Aufsichtsbehörde sah das Kindeswohl gefährdet
Eine litauische Universität veröffentlichte 2013 mit einem Zuschuss des Kulturministeriums das Buch der offen lesbischen Autorin Neringa Dangvydé Macaté, das sich an neun- bis zehnjährige Kinder richtete. Angelehnt an traditionelle Märchenbücher spielten hier auch andere Themen eine Rolle – etwa unterschiedliche Hautfarben, Behinderungen, die Scheidung der Eltern oder Migration. Zwei der sechs Geschichten handelten von gleichgeschlechtlichen Beziehungen.
Die litauische Aufsichtsbehörde entschied, dass diese beiden Märchen negative Auswirkungen auf Minderjährige hätten. Daraufhin wurde der Verkauf zwischenzeitlich gestoppt und das Buch mit einem Warnhinweis versehen. Es sei gefährlich für unter 14-Jährige. Dagegen klagte die Autorin zunächst in ihrem Heimatland, doch nach Angaben der „Tagesschau“ scheiterte sie damit 2019 vor dem obersten Gerichtshof in Litauen. Daraufhin zog sie zum EGMR in Straßburg.
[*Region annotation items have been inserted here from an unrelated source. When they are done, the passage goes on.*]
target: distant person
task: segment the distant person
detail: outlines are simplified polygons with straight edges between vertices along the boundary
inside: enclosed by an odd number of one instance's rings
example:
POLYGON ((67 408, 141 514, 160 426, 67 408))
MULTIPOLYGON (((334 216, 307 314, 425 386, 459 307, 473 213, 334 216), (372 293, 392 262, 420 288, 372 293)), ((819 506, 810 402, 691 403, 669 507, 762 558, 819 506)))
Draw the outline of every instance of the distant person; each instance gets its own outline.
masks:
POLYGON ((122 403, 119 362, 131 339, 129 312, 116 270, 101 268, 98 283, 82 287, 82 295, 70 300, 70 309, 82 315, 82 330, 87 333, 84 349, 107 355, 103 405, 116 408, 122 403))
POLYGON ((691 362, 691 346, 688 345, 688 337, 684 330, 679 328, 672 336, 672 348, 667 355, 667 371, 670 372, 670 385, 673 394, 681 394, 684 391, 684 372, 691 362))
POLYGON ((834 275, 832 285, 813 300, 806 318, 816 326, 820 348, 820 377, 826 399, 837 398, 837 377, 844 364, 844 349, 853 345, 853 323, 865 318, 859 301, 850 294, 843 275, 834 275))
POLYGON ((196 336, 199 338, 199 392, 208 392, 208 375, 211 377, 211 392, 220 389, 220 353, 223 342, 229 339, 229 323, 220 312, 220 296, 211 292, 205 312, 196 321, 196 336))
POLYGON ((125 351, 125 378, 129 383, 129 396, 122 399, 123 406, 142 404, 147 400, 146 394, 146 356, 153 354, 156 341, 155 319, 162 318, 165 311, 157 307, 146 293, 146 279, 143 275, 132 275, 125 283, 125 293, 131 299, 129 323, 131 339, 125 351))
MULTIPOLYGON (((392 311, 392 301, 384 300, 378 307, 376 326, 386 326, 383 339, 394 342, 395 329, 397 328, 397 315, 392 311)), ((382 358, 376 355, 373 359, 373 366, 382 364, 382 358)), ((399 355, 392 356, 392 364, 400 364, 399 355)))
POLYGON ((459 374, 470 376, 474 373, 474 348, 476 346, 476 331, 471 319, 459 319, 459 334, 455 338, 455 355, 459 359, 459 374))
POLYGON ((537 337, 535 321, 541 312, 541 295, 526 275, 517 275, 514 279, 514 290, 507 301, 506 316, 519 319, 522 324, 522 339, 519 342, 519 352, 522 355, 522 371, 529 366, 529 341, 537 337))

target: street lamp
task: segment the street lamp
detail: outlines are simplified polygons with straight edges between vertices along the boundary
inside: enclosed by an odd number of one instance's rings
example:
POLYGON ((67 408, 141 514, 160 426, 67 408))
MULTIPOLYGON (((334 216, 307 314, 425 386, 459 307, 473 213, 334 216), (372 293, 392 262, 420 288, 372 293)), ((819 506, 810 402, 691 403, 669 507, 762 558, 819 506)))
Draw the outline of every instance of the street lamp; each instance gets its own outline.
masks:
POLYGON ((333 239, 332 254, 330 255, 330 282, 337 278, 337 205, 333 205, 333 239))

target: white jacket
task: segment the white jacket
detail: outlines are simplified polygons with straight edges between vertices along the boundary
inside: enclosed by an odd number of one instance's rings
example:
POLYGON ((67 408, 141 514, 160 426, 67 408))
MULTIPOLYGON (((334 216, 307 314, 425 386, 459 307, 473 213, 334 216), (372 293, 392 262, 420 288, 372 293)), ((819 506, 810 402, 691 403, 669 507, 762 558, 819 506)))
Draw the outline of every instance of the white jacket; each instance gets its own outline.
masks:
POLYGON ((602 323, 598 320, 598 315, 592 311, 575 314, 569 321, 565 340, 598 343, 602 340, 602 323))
Litauischer Staat muss jetzt Schadenersatz leisten
Der Gerichtshof für Menschenrechte gab ihr Recht: Anders als die Regierung behauptete, würden in den Märchen lesbische oder homosexuelle Paare gegenüber anderen Paaren nicht auf ein Podest gestellt, sondern sie propagierten Respekt für alle Mitglieder der Gesellschaft. Kindern dürfe der Zugang zu Informationen über gleichgeschlechtliche Beziehungen nicht derart verwehrt werden.
Das jetzige Urteil erlebte die Autorin jedoch nicht mehr: Sie erlag schon im Jahr 2020 ihrem Krebsleiden. Den Prozess führte ihre Mutter für sie weiter. Litauen muss nun 12.000 Euro Schadenersatz an die Mutter der Autorin zahlen. Dazu kommen noch 5000 Euro Prozesskosten.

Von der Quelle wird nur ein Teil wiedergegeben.